Ependymomas vary from well-differentiated tumors with no anaplasia, rare or absent mitoses and mild pleomorphism to highly cellular lesions with brisk mitotic activity, anaplasia, microvascular proliferation, and pseudopalisading necrosis. The former are low-grade tumors (WHO grade II) and the latter are high-grade, anaplastic tumors (WHO grade III).³¹ Poorly differentiated tumors lacking distinct formation of classic ependymal rosettes or perivascular pseudorosettes may demonstrate ultrastructural features of ependymal differentiation including intracellular intermediate filaments, junctional complexes, such as desmosomes, cilia, surface microvilli or microvilli within microlumina. Although the impact of histology on disease behavior and outcome has been debated for two decades, some contemporary reviews suggest a significant correlation between anaplastic histology and a higher rate of disease recurrence.¹⁶⁷

Ependymomas are locally invasive tumors that spread contiguously into the adjacent brain. Tumors arising in the posterior fossa frequently infiltrate the brainstem.
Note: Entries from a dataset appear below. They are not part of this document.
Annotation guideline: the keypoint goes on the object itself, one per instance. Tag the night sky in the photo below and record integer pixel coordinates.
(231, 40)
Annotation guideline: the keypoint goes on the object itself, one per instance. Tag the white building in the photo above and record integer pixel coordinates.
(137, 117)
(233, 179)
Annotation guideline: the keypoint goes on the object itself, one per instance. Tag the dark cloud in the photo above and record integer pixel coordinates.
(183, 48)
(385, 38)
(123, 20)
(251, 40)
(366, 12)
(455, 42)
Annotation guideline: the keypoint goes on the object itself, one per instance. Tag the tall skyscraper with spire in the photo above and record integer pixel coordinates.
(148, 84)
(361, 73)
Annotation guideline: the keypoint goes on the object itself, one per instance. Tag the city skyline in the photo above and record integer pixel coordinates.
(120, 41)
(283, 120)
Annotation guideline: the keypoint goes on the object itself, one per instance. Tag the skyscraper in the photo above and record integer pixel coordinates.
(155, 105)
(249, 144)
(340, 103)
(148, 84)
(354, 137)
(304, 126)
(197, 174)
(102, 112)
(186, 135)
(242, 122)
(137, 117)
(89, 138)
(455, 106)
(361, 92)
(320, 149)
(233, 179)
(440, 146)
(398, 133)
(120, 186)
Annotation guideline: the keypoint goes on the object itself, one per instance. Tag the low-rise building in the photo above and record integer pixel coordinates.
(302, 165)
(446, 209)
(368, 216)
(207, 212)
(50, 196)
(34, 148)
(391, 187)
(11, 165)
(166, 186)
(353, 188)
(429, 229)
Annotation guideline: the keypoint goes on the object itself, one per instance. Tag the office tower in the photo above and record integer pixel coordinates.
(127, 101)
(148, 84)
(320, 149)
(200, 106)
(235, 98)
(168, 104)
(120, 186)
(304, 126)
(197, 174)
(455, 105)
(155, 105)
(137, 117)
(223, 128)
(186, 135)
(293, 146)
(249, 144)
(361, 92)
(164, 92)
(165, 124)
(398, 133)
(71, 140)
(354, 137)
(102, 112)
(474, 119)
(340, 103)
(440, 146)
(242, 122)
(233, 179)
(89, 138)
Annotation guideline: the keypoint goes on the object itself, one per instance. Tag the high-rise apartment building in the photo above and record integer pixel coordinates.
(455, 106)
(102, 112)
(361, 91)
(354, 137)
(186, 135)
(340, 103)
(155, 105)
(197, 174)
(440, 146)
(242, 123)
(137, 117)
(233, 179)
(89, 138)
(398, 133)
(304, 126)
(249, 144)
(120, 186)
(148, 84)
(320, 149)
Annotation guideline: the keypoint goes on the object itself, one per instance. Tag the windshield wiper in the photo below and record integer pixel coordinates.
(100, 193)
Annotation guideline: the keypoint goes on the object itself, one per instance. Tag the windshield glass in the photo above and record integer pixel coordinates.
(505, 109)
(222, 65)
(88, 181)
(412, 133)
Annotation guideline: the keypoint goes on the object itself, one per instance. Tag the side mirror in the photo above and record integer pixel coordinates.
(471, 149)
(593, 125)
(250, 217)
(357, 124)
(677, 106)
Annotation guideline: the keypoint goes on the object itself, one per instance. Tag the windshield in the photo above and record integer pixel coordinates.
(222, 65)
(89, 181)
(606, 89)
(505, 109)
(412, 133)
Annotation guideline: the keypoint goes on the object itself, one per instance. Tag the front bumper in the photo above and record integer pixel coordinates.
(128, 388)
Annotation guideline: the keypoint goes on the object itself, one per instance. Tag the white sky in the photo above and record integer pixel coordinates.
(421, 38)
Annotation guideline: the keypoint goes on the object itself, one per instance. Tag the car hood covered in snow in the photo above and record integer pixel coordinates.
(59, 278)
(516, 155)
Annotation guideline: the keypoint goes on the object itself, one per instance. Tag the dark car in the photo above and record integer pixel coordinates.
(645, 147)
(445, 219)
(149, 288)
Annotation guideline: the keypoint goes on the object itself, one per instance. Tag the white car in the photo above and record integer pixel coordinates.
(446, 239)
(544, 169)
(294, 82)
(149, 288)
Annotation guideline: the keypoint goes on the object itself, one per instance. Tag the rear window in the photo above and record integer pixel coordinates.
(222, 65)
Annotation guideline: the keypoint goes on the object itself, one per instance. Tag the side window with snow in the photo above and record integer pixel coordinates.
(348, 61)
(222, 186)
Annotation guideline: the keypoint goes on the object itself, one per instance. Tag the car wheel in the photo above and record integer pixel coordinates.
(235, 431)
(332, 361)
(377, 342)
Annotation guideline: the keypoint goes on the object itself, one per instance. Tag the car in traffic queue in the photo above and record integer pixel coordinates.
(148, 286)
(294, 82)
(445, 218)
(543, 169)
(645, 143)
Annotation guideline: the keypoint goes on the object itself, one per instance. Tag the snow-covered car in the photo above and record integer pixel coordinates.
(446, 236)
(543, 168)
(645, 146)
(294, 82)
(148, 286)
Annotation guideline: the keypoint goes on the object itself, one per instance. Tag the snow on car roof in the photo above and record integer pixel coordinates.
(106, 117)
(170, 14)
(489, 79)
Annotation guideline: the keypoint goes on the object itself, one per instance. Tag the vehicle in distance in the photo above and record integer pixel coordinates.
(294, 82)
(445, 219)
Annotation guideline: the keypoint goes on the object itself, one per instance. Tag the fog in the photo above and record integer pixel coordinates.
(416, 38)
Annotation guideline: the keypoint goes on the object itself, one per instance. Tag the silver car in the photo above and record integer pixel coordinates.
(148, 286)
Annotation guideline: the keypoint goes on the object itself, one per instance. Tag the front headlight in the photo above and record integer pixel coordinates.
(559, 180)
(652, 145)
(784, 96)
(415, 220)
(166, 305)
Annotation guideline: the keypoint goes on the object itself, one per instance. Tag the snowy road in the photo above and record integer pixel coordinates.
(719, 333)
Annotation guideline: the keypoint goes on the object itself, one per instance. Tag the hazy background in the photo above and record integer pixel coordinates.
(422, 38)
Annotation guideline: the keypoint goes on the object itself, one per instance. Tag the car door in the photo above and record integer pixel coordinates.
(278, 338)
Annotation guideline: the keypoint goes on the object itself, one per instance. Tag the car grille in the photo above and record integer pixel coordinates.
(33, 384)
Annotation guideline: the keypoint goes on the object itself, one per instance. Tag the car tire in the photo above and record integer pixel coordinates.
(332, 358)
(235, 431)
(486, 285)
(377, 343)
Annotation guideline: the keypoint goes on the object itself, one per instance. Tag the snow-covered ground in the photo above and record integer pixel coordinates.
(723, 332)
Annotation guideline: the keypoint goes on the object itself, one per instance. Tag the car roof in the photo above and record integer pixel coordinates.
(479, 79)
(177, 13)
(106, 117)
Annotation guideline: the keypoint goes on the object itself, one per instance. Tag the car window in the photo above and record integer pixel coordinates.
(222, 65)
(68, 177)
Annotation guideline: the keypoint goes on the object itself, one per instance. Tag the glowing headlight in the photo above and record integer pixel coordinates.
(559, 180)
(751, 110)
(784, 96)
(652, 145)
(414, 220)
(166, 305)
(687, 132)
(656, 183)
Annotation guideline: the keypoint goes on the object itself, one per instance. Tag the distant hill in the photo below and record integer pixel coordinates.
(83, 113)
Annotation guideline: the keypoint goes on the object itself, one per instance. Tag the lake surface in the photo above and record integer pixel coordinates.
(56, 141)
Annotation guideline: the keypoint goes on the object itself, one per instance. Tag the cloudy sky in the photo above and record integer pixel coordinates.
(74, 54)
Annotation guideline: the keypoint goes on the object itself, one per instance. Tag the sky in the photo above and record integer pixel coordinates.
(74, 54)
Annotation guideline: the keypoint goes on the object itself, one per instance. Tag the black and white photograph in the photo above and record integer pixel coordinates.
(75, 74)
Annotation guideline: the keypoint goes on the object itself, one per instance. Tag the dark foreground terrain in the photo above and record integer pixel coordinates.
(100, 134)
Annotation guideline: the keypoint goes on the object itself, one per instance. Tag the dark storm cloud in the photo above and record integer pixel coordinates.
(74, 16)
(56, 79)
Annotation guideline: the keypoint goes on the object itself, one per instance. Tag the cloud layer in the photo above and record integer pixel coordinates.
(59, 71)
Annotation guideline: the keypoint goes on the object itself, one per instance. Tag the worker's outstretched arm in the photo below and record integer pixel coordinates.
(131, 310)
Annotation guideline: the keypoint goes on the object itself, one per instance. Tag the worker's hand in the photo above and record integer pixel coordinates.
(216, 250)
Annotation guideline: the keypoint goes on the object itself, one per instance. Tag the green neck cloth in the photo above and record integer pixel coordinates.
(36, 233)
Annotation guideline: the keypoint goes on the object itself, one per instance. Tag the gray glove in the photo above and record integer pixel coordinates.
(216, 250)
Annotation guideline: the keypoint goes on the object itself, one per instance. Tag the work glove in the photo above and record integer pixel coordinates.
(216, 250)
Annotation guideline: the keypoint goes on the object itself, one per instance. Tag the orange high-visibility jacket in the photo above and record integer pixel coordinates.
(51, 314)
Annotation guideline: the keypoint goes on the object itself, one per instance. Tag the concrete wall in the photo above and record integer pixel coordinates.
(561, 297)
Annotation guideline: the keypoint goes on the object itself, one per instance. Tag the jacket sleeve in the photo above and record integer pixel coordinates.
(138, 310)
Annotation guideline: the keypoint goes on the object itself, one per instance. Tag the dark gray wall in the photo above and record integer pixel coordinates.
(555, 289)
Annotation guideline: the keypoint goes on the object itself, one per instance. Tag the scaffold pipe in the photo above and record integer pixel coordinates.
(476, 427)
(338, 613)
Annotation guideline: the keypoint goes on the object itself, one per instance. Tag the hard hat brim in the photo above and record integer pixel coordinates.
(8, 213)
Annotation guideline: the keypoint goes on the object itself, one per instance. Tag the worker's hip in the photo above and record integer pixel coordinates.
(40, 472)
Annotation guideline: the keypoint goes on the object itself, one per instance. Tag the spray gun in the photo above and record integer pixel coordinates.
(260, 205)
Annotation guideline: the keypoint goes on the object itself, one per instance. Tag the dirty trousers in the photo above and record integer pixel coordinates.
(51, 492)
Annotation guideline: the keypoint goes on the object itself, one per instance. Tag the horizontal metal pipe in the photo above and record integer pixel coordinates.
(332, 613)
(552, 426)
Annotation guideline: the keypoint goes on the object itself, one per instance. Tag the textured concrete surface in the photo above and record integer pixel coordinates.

In as many as one-third of these cases, tumor may project through the foramina of Luschka and/or Magendie to involve the cerebellopontine angle and upper spinal canal.¹⁶⁸ The incidence of spinal subarachnoid dissemination has been estimated to be 7% to 12%, most commonly occurring in high-grade and posterior fossa tumors.¹⁶¹^,¹⁶⁸ Systemic metastases are rare and, when present, show a predilection for the liver, lung, and bone.

Biology

Recent studies have provided significant insight into both the developmental origins of ependymomas and the genetic alterations found in these tumors, demonstrating that ependymomas occurring in specific anatomic locations (supratentorial, posterior fossa, spine) include specific molecular subtypes with characteristic biologic and clinical characteristics.¹⁶⁹ In 2010, cross-species genomic studies revealed that ependymomas arising in different CNS sites share gene expression profiles with neural stem cells
in the corresponding anatomic regions.¹⁷⁰ More recent genome-scale and profiling analyses, including whole genome sequencing, have shown a relative paucity of focal copy number alterations and somatic mutations in ependymomas.¹⁷¹^,¹⁷² but did identify a recurrent fusion (C11orf95–RELA) involving RELA, a key gene in the NF-κB signaling pathway, in approximately 70% of supratentorial ependymomas.¹⁷¹ These genomic data have provided evidence that ependymoma, like other pediatric CNS tumors, comprises a number of distinct molecular subtypes (C11orf95-RELA-positive and -negative supratentorial tumors, CPG island methylator phenotype [CIMP]-positive and -negative posterior fossa tumors, and spinal cord tumors).¹⁷¹^,¹⁷²^,¹⁷³ As a result of these studies, investigational treatment strategies targeting epigenetic mechanisms are of particular interest for children with ependymomas.

Prognostic Considerations

The single most important prognostic factor that emerges from review of single- and multi-institutional experience with ependymoma is the extent of tumor resection. Whether gauged by the surgeon’s estimate or measured by postoperative MRI, the survival rate is higher following a gross-total (66% to 75%) versus a less-complete resection (0% to 11%). Perhaps related to degree of resection has been the finding in some series that location of primary intracranial tumor and patient age are prognostic.¹⁷⁴^,¹⁷⁵ However, these data are inconsistent with the exception of ependymomas of the spinal cord, which are associated with the best outcome. Younger children are more likely to have tumors arising from the posterior fossa, and in this location, tumors tend to be more invasive, making a GTR more difficult. Delay or postponing the use of radiation therapy to the time of recurrence especially in the younger child (<2 to 4 years) has a negative impact on PFS.¹⁷⁶ Finally, histologic subtype, particularly anaplastic ependymoma, has inconsistently been associated with a worse prognosis versus that for patients with a well-differentiated ependymoma. Because this factor has seemed to be an important prognostic variable in larger studies, especially those with consistent central neuropathology review, it was examined prospectively as a therapeutic stratification variable in the recently completed COG ACNS0121 study and is also a variable in the ongoing COG ACNS0831 study. The clinical impact of integration of molecular ependymoma subtype with these known prognostic factors for children with ependymoma will require further prospective study.

Treatment

Surgery

Techniques for the resection of posterior fossa ependymomas are similar to those used for resecting medulloblastoma (Chapter 26B), although the rationale for intraoperative monitoring of evoked potentials and cranial electromyography may be even greater because of the higher frequency of brainstem infiltration. Supratentorial ependymomas, often located subcortically, are resected in a fashion similar to that used in other deep-seated gliomas (described further on).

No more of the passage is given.